I’ve set DEVONthink to display suffixes.
When I use
set theName to name of theRecord in a new database I get the the name without suffix.
Doing this in different old databases I get the name with suffix,
Never found that confusing as I display suffixes and thought this was normal behaviour, but it now seems to be a bug
In version 2 there was an import preference to name files with/without extension, in version 3 there’s now a display preference that can be changed anytime. The old files were probably imported with the extension and AppleScript always delivers the name independent of the preferences.
Does that mean something like this doesn’t make sense and I have to
check the string if it contains a suffix?
set displaySuffix to do shell script "defaults read com.devon-technologies.think3 DisplaySuffix"
if displaySuffix = 1 then set theName to Basename(theName)
set revName to reverse of characters of theName as string
set revNameWithoutExtension to characters ((character offset of "." in revName) + 1) thru -1 in revName as string
set theBasename to reverse of characters of revNameWithoutExtension as string
If so, any hint how to check for a suffix?
AppleScript doesn’t depend on preferences, therefore the most reliable solution is probably to get the extension of the path and then to check whether the name has the same extension.
Here’s a handler to get the name without suffix
set theName to my recordName(name of theRecord, filename of theRecord)

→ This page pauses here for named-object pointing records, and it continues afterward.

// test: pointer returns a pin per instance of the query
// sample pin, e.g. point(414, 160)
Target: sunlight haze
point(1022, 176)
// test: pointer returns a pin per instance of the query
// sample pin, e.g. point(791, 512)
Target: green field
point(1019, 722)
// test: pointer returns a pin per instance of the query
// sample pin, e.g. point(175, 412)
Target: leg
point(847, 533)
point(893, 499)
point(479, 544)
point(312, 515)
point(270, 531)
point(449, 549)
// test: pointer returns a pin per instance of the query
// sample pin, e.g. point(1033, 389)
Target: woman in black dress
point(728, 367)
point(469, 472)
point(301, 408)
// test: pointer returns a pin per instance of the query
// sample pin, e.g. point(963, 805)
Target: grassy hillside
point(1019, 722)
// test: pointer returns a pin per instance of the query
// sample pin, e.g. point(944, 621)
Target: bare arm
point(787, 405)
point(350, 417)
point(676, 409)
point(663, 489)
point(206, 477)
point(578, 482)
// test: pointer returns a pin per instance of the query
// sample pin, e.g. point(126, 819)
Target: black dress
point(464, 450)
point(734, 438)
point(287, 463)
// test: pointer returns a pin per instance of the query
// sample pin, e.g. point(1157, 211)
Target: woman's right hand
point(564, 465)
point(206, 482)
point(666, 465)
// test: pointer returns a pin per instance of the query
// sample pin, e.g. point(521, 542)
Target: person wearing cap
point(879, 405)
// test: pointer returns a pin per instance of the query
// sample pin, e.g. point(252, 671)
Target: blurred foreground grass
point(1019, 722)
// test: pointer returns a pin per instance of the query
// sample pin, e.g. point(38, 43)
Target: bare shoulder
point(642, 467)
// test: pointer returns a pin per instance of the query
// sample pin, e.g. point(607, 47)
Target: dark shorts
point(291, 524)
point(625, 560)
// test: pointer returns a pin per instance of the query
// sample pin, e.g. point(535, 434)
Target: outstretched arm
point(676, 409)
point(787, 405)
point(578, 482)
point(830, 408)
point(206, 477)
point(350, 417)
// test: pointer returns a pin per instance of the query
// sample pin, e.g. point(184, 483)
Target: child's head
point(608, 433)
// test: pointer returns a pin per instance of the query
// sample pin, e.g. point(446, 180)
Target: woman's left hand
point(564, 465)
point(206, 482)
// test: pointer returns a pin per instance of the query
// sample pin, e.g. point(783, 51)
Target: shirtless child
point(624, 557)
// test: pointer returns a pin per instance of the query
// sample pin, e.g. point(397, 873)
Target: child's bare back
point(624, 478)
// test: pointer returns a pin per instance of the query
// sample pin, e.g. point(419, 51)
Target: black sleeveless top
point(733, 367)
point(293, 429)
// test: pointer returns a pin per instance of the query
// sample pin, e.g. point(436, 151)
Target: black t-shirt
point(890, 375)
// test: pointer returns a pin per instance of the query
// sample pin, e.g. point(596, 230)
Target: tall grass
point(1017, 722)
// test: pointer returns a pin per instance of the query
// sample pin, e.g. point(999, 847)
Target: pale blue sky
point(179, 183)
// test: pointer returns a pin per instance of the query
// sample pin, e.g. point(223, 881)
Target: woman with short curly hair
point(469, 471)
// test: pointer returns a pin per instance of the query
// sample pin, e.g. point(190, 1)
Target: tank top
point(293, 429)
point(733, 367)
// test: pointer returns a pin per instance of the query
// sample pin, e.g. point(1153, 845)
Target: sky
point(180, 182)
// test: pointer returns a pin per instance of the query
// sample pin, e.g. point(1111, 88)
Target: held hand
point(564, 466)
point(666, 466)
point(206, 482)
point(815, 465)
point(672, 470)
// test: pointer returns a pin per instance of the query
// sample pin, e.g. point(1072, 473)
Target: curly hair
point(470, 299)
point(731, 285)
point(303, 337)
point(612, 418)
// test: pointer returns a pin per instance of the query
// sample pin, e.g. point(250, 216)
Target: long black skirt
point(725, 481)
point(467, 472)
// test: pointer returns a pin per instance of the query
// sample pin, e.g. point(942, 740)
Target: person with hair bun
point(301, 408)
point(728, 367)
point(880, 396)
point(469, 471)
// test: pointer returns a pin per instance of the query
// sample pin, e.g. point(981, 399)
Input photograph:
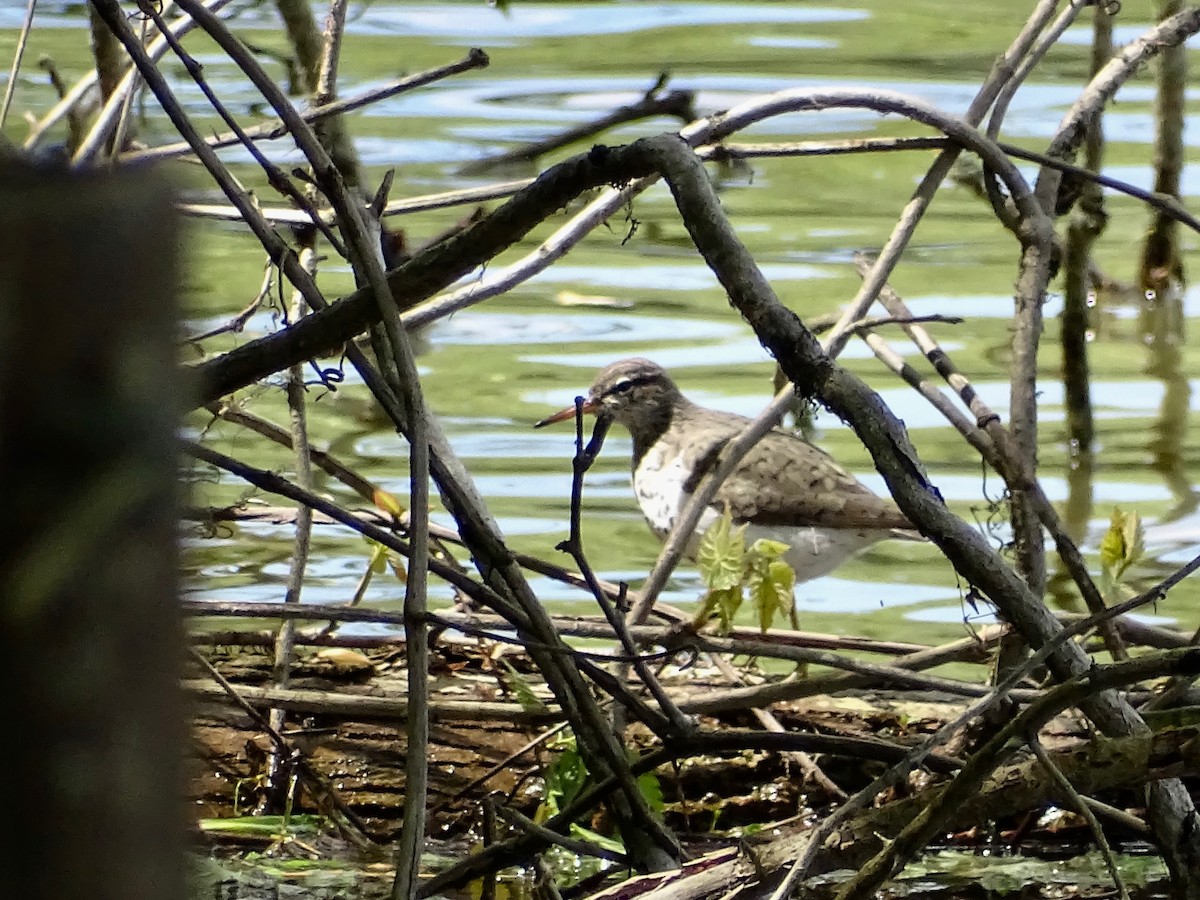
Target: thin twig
point(1083, 809)
point(27, 27)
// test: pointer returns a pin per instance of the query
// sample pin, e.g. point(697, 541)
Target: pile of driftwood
point(865, 789)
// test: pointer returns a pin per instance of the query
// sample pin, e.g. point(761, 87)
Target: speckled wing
point(786, 481)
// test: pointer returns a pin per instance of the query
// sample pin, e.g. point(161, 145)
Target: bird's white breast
point(658, 484)
point(813, 551)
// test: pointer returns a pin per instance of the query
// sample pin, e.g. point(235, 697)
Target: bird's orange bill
point(564, 414)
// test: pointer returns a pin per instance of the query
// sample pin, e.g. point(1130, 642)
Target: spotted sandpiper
point(785, 489)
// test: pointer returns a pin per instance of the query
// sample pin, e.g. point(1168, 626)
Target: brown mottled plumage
point(784, 489)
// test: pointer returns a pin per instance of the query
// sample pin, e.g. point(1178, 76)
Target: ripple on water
point(469, 23)
point(495, 328)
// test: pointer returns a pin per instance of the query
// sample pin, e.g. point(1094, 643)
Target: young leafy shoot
point(1121, 547)
point(771, 581)
point(730, 569)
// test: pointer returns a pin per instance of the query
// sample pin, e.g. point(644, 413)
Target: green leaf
point(721, 555)
point(652, 790)
point(1122, 545)
point(771, 591)
point(520, 687)
point(768, 550)
point(378, 557)
point(611, 844)
point(726, 601)
point(564, 779)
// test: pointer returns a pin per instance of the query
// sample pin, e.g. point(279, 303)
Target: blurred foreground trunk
point(89, 627)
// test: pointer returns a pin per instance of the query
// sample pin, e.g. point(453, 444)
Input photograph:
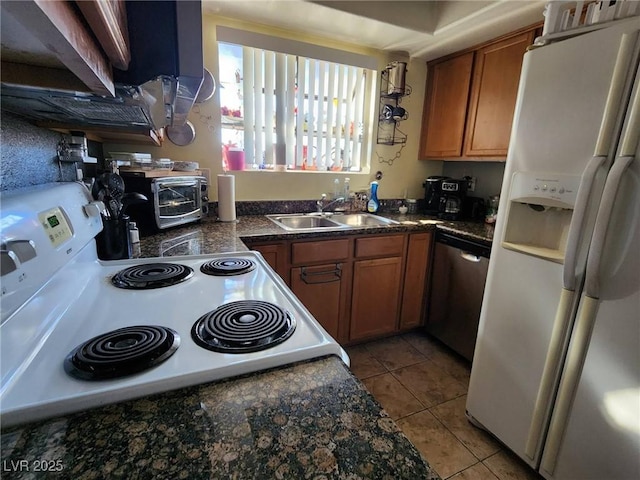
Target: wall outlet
point(471, 184)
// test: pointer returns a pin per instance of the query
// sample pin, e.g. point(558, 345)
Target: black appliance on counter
point(173, 201)
point(432, 193)
point(453, 193)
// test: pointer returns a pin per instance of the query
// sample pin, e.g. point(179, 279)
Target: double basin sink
point(321, 221)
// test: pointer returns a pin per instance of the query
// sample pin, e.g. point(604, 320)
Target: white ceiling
point(425, 29)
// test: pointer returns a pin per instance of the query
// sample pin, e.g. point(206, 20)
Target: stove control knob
point(93, 209)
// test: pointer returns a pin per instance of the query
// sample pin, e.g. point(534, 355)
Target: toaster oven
point(171, 201)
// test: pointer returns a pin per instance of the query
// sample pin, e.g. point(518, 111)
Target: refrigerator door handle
point(626, 52)
point(577, 221)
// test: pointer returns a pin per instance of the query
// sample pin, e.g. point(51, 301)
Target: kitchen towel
point(226, 198)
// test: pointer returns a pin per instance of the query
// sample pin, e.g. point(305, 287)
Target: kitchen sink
point(362, 220)
point(304, 222)
point(314, 221)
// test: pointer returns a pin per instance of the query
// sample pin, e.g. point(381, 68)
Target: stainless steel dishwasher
point(457, 285)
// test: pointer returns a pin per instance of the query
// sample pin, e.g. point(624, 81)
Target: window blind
point(303, 113)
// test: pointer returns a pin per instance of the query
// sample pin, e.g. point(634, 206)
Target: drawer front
point(387, 246)
point(321, 251)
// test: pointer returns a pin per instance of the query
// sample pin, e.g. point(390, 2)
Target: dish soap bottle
point(373, 205)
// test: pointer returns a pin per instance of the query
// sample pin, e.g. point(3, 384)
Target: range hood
point(157, 90)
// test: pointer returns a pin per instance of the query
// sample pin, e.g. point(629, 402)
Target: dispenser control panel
point(545, 189)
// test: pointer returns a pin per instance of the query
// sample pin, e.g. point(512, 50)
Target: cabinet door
point(496, 74)
point(415, 280)
point(276, 256)
point(446, 107)
point(321, 288)
point(375, 297)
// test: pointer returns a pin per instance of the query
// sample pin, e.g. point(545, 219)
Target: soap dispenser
point(374, 204)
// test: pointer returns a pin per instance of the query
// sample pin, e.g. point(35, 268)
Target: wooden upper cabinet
point(470, 98)
point(496, 75)
point(445, 107)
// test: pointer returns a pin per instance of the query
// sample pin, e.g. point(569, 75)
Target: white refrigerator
point(556, 370)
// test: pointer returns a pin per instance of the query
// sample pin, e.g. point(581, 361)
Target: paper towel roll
point(226, 198)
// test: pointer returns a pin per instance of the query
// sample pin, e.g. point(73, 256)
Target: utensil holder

on recordName(theName, theFileName)
set revName to reverse of (characters of theName) as string
set suffixName to reverse of (characters 1 thru ((character offset of "." in revName) - 1) in revName) as string
set revFileName to reverse of (characters of theFileName) as string
set suffixFileName to reverse of (characters 1 thru ((character offset of "." in revFileName) - 1) in revFileName) as string
if suffixName = suffixFileName then set theName to reverse of (characters ((character offset of "." in revName) + 1) thru -1 in revName) as string
Note: You’re processing the record’s name and filename before determining if they need to be processed in the first place. While modern computers are fast enough to not be bogged down by this, at scale you are wasting CPU cycles processing things that don’t need to be processed.
Here’s a teaching edition version that first determines if the name needs to be processed. It also processes the name is a different fashion, using AppleScript’s text item delimiters in a way not as often seen.
tell application id "DNtp"
set sel to item 1 of (selection as list)
if (name of sel) = (filename of sel) then -- If the name and filename are equal, the name has an extension
my stripextension(name of sel as string) -- Pass the record's name to the handler
set ot to AppleScript's text item delimiters -- Cache the default text delimiter
set reversedName to (reverse of characters of recordName) as string -- Reverse the characters of the name and put it into a new string
set AppleScript's text item delimiters to "." -- Split the reversed name on "."
set nameComponents to (text items of reversedName) -- Get the components
set culledName to (items 2 thru -1 of nameComponents) as string -- Get the components, ignoring the first which is the extension, as a new string joined with the text delimiter if present
set AppleScript's text item delimiters to ot -- reset the text delimiter
set newName to (reverse of characters of culledName) as string -- Reverse the reversed name again
In general you’re right about only processing if necessary (I often forget that) but in this case it wouldn’t catch duplicates, so adding
number of duplicates would be necessary. This usage of text item delimiters is nice, thanks!
Doesn’t that set the revNameWithoutExtension to the part of the file name before the first dot? So if the file name would be “first part.second part.pdf”, the revNameWithoutExtension becomes “first part”?
I’m referring to Pete’s version of the script. Bluefrog’s does fix this issue by reversing the name and then looking for the dot. Instructive to see what one can do. Although it would be a lot easier if Applescript’s vocabulary was richer.
Ah, I forgot to change
theName. Fixed it, now it’s clear that I’m also reversing the string before looking for the dot.